Wenn ein neues Projekt entsteht, dann ist das Skizzenbuch ein wichtiges Hilfsmittel. Denn dort hinein kann ich alles schreiben und zeichnen, was mir durch den Kopf schießt, ganz schnell und unkompliziert. Dafür ist das Skizzenbuch da, es muss nicht „schön“ aussehen, es sollen Ideen festgehalten werden, bevor sie wieder verschwinden.

So sieht es auf der aktuellen Seite meines Skizzenbuches aus. Erste Ideen für ein neues Kinderbuch entstehen. Und damit auch so Fragen, welches Format das Buch haben soll, ob hoch- oder querformatig, was passt besser zu meiner Geschichte, was gibt es schon tausendfach, was ist vielleicht etwas spannender? Die Zeichnungen auf dem Bild zeigen die Testphase für verschiedene Formate.

 

Einblick in mein Skizzenbuch

 

Es geht außerdem aktuell um Bäume. Wie möchte ich sie darstellen, rund, eckig, mit Struktur oder speziellen Formen oder ganz schlicht? Vielleicht im Wechsel, immer gleich? Ein paar Kreuze verraten die Favoriten.

 

Alles wird im Skizzenbuch festgehalten, auch Störche mit Wollpullover

 

Es gibt erst mal nichts, was es nicht gibt, was nicht geht oder blöd ist. Das ist das schöne. Reduzieren, überarbeiten oder ähnliches kann ich später immer noch. Meistens halte ich mich von Beginn an etwas zurück, was gar nicht nötig wäre und einer meiner aktuellen Lernprozesse ist: Alles geht, sei mutig! Besonders wenn es sich um ein eigenes Projekt handelt.
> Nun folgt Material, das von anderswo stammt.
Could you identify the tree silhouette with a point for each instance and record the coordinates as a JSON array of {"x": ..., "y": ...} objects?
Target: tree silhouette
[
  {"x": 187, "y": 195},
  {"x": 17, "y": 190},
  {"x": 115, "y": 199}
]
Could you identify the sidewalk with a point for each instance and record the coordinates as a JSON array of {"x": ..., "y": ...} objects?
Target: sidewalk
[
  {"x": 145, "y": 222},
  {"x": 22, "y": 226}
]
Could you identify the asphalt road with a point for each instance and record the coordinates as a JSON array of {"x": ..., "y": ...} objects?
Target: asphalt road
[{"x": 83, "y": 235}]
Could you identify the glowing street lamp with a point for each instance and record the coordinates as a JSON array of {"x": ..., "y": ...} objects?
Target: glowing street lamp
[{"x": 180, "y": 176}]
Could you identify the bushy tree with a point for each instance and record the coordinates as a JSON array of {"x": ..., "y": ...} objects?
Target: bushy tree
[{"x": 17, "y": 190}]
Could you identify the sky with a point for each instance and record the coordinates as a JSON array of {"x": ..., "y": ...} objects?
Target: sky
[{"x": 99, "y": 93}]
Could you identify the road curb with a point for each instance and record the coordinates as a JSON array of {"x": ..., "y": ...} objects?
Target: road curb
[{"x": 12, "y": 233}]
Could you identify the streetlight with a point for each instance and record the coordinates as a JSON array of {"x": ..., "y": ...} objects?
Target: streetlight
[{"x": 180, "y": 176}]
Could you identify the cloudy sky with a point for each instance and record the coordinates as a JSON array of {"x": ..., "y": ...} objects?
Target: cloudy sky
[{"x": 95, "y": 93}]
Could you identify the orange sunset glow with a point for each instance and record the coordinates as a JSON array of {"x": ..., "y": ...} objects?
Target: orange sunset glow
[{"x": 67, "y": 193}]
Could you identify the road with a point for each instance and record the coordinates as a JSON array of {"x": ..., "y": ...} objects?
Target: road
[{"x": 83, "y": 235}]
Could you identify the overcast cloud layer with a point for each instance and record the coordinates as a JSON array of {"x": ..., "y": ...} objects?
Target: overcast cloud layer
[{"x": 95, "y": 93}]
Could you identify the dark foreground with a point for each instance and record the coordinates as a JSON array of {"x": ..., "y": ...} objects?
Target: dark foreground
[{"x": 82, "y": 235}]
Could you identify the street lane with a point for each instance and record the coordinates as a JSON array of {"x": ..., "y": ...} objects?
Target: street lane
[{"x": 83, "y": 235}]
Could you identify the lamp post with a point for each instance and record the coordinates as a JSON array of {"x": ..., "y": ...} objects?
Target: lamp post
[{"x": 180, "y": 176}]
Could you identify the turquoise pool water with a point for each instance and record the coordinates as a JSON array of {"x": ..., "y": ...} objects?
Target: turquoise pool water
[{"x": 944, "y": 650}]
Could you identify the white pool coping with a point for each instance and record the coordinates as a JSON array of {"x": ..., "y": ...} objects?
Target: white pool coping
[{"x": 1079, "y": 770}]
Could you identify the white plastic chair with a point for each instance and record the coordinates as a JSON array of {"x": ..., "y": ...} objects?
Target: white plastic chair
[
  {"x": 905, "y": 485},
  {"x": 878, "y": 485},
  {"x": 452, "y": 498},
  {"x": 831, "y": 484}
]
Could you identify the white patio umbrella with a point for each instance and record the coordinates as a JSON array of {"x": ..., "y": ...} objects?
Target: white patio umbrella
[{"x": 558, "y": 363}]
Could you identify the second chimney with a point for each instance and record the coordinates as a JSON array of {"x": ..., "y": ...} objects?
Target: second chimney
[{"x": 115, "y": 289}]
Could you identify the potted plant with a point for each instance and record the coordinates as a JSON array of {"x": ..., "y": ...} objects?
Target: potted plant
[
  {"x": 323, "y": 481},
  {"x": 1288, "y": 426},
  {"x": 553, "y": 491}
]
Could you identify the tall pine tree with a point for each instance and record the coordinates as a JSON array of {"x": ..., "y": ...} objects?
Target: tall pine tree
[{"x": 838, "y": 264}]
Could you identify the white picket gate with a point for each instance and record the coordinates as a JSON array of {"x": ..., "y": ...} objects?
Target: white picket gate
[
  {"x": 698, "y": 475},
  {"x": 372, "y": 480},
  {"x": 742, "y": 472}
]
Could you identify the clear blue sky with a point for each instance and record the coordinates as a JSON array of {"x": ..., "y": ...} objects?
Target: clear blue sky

Wenn ich etwas weiter bin, der Text überarbeitet wurde, vielleicht die ersten farbigen Illustrationen fertig sind, für die restlichen Seiten die Skizzen, dann möchte ich es dem Beltz-Verlag zeigen, vielleicht kann man von da an zusammen weiter machen. Angeboten wurde es mir schon.